Unrest rolled through her gut. She didn’t want him to get in trouble. She also didn’t want to stand here on this beach, alone and wondering if Nate was making a run for the Southern border the way Hyrum had.

“He’s not Hyrum,” she told herself, not for the first time. She faced the water, wishing it would confirm what she’d just said. Only the whooshing of waves against sand met her ears. Spencer laughed from the towel where he lay, looking at something on his phone. Emma looked over at him, then back at her paperback.

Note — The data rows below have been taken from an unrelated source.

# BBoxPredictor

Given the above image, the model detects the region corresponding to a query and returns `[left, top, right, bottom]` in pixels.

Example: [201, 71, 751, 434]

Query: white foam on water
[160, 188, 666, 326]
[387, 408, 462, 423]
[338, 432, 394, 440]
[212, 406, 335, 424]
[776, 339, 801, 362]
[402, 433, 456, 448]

Everything seemed normal and serene, but Ginger didn’t fit in the scene. Not without Nate and Connor. She glanced at the parking lot, but he didn’t return with her truck, and Ginger realized she could report him for stealing the vehicle. She really didn’t want to do that. Why had he left and put her in this position?

He knew he couldn’t go anywhere by himself. “This is why you shouldn’t have let him run over to the mall alone,” she muttered, as her feet took her toward her friends and co-workers enjoying themselves in the sun and surf.

That episode where Nate had gone to the mall to buy her a birthday present was weeks old, and he’d never indicated he was anything but happy at the ranch. He’d told her time and time again that he was grateful for the opportunity to be at Hope Eternal.

So what had changed?

She sighed as she sank into the beach chair next to Emma. She had to call the BOP. If she didn’t and they found out that Nate had gone missing, even for an hour, and she hadn’t reported it, she’d never get another inmate at the ranch.

She’d already contacted the Warden at River Bay and said she’d take someone else if he had them, and James Dickerson had said he’d look through his files. Ginger knew who she wanted, because Nate had talked to her about a friend of his. Ted Burrows.

She frowned, and she wasn’t sure how long she flipped her phone over in her palm before Emma asked, “What’s going on?”

“Nate left,” Ginger said as quietly as she could. “With Connor.”

Emma abandoned her book completely, her eyes widening. “What? When?”

“Just now. A few minutes ago.” Ginger shook her head, the first threat of tears burning behind her eyelids. “I have to call the Bureau.”

Emma stood up so fast, her beach chair flipped onto its back. “He took your truck?”

“Ginger,” Spencer said, pushing himself up on his elbow. “Look at this.” He wore a concerned look on his face and pressed on the side of his phone.

“…breaking news from the Sweet Water Mall.” Spencer turned the phone toward Ginger, and Emma came back to peer at the device too. A female reporter stood in front of the camera, the panorama of the mall behind her. “The police have already shut down the mall to new shoppers, and they’re apparently moving through the building in a grid pattern, searching for this man.”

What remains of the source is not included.